[sword-devel] Comming soon: new improved sword searching

David White sword-devel@crosswire.org
14 Sep 2002 17:49:13 +1000


Joel,

It's great that you want to make Sword searching faster. You might like
to check out the simple but powerful search scheme I had on my Bible
program (http://www.whitevine.com/biblereader/), as I think it'd be
useful in Sword. Essentially, I just had one type of search, and one
could use AND, OR, and NOT to perform boolean operations. One could also
use a regular expression anyplace they wanted, without specifying they
were doing a regular expression search. The program would simply look
for regex meta-characters, and if it found them, set it to be a regular
expression search (and you could combine regular expressions, or regular
expressions and non regular expressions using boolean operations). I
didn't have the "search within 3 verses" thing, and I'm not sure how
useful that is; all I can say is try it and see.

I would tend to recommend to use AND, OR, and NOT instead of &, |, and
!; since AND, OR, and NOT are likely to be recognizable to people who
have learned how to use any pre-Google search engine effectively, while
&, |, and ! are likely to be recognizable only to people who know C.

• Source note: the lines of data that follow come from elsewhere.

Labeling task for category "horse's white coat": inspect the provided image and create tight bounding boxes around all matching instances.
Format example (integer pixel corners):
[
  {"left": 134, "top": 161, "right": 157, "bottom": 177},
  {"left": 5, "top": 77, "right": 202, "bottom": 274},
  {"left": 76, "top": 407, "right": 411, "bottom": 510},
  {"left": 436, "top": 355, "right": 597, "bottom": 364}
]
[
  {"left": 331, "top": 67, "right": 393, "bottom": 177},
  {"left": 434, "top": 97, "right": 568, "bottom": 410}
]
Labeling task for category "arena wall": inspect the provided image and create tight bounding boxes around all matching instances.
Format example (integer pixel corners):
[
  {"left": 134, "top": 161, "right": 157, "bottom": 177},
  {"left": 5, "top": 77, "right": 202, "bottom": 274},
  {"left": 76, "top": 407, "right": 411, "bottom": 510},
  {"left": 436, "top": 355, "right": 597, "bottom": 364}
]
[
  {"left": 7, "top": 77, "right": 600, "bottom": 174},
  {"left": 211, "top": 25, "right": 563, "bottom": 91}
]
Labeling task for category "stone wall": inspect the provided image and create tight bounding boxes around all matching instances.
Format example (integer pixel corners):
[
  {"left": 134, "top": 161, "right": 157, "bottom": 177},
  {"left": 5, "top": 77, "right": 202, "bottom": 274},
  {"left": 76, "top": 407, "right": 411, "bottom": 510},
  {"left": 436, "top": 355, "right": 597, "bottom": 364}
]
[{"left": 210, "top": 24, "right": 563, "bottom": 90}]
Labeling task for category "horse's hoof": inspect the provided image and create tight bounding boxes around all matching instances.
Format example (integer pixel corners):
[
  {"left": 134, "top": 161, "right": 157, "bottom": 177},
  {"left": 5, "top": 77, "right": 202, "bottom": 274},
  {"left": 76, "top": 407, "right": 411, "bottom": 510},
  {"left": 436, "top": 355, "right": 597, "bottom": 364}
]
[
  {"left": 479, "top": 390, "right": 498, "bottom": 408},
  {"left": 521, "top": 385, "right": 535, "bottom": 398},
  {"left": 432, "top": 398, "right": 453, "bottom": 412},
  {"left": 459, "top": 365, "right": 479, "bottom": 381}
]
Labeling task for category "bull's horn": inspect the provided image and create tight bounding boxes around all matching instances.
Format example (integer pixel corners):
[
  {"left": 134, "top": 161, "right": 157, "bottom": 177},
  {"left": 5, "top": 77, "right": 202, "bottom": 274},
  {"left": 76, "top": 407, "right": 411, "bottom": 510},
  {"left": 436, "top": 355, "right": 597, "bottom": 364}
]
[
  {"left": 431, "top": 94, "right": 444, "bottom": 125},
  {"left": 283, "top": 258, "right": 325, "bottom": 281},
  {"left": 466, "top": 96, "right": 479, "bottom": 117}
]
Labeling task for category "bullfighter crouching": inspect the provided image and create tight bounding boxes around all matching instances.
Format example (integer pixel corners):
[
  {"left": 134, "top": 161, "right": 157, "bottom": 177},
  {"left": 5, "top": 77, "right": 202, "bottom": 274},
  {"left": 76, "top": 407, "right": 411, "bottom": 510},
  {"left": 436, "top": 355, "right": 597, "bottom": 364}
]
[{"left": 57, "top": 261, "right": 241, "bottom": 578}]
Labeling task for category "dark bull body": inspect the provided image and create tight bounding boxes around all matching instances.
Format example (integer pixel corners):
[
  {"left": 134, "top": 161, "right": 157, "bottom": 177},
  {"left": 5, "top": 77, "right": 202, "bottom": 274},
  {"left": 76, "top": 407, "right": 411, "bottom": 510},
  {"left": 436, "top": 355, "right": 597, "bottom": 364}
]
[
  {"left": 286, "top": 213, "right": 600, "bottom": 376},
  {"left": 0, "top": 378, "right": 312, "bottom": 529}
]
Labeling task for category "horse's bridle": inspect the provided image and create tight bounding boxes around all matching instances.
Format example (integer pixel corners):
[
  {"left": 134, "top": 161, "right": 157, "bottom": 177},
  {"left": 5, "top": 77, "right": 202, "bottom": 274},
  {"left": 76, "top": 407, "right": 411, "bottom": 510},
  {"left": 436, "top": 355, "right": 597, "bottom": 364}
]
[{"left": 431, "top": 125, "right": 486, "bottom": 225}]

Also, the reason Sword is slower than some other programs at searching
isn't because it doesn't use an index, but because it strips away rich
markup before it starts the search process; an expensive operation. The
way toward faster searching in my view, is to create a module format
which doesn't require this. A module which stores the rich markup in a
separate data structure, that has indexes into the text as to where it
is placed. Then you could simply iterate over the text when you search;
any decent computer can iterate over 4 megs of data in no time at all.
Even a 486 can execute such an operation lightning fast.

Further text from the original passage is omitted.